Editor’s note: Jack Attridge, an agent with William Raveis in Marblehead, Mass., has resigned from an advisory board created by realtor.com to guide development of its experimental agent-ranking platform, AgentMatch. In this guest piece, Attridge explains his decision.
On Nov. 11, conversation began on the “Raise the Bar in Real Estate” Facebook group regarding the release of “AgentMatch” on realtor.com. A week later, after a loud and clear backlash from the agent and broker population, I and a number of other people were invited onto an “advisory board” by realtor.com. It was implied that the advice and input of the advisory board would be listened to and carefully considered by the parties responsible for AgentMatch.
Vacancy image via Shutterstock.
I accepted that invitation, in the hope that I could get involved and make a real, valid and meaningful contribution to the process. Although my preliminary assessment of AgentMatch was not positive, I entered the process with an objective and open mind.
This is a good time to explain my limited knowledge of the more relevant parts of an important backstory:
- Our trade organization is the National Association of Realtors (NAR). NAR, in theory, is responsible for advocating for the rights of ALL Realtors equally, irrespective of their production levels.
- NAR owns realtor.com. This is excerpted from the trademark on the realtor.com website: “realtor.com is the official site of the National Association of Realtors and is operated by Move Inc.”
- Move Inc. has an agreement with NAR to run realtor.com.
- AgentMatch is a product in “pilot” stage with realtor.com.
- At least in its first iteration, AgentMatch is a concept that seeks to connect users of realtor.com with Realtors based primarily on “production.”
Also largely in response to the backlash against AgentMatch, realtor.com put together a webinar to talk about AgentMatch and the issues and questions surrounding it. Comments were made in various Facebook groups, and it was stated or at least implied that realtor.com would gather questions and respond to them during this webinar.

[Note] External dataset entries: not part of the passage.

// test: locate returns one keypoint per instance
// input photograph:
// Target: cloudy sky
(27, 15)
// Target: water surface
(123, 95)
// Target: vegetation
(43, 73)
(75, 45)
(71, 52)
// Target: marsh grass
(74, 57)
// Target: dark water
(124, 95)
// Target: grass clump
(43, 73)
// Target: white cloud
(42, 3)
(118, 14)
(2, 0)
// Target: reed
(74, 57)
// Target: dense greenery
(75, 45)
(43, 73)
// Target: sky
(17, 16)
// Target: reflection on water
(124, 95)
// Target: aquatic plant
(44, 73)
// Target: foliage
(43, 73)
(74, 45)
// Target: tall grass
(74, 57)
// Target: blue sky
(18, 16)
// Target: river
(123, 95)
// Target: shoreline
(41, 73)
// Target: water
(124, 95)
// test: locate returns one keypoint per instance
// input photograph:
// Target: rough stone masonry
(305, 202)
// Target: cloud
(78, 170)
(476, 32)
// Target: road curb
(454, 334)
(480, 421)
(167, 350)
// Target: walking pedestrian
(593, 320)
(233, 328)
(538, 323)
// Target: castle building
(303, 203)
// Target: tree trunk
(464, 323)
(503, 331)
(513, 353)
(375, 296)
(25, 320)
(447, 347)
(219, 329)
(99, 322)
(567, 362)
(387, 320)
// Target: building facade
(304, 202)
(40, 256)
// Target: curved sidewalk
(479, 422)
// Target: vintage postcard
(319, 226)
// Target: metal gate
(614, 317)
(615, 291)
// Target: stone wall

There was tremendous anticipation leading up to the webinar, as I and others were looking forward to obtaining answers to the questions that so many had posed in the days leading up to the event. After listening to that webinar yesterday, I decided to tender my resignation. The short explanation as to why: I simply don’t believe in the legitimacy of the advisory board. The manner in which the webinar was conducted — in which almost no answers were given to the obvious questions so many have posed about AgentMatch — led me to believe that the people running AgentMatch are not as interested in the involvement and input of the advisory board as I had originally hoped.
The invitation, brought on by my criticism of the concept, had brought me into the role of working with AgentMatch on their product. I tried to justify the position I was in with a sense of fighting for the many good people in our industry.
Then, through what I have observed since that time, it has become clear to me that any effort put into this would not be constructive for our tradespeople. Further, what I observed confirmed my original belief that AgentMatch is simply not a good thing for our industry, and this realization has negated my ability to be objective. I did not and do not believe in AgentMatch — in fact, I think it will actually be potentially damaging to our industry.
From the establishment of the advisory board to the choice of a public forum for the first meeting to the selection of the moderator/filter person for the webinar (who, by the way, had just written an article belittling agents and who had only included AgentMatch’s lead person in a biased article supporting the product), this felt like a carefully orchestrated effort to gain support of the larger industry with the implied endorsement of those who had been publicly critical of the concept from the onset. This letter is to make clear that I am not providing such endorsement.
For me, this is really not about Internet rankings. It is about a trade organization allowing a third-party, for-profit group to pit paying member agents against each other in an outrageously subjective ranking that, at best, offers a dubious method of finding “the best” agent for a given consumer. It reminds me of other second-tier gimmicks I’ve seen that create monetized platforms for listing display portals.
Realtor.com has talked about “doing this for the consumer,” but ask almost any industry insider and they will tell you that the current AgentMatch algorithm would not accomplish that objective.
In such a noisy sector of real estate aggregators, you would think that our trade group would advocate against commercialization and monetization of their members’ product, but the past has proven that wrong. I do not blame the AgentMatch team because it was NAR that gave out the keys to the castle on the control of our product, brand and trademark. Our MLSs are privately owned and so is Move. They are in business to make money and they have been given the ability to do so.
In my opinion, it is time we heard from NAR in a loud and clear voice on how they will best represent our membership. It is also time for a listing portal that is managed the way our trade wants it to be managed, with a broker-centric, accurate, articulate and good-looking interface for the consumer. We need a representative in the game that would compete with every other site out there while still being true to the brand name for which most think still stands: Realtor.
I have not left the discussion — I just feel that my efforts will be more beneficial focused toward a different conversation than working with AgentMatch on a product that I do not believe in and do not believe is good for our trade.
Jack Attridge is a sales associate with William Raveis Real Estate in Marblehead, Mass., with 22 years in local real estate.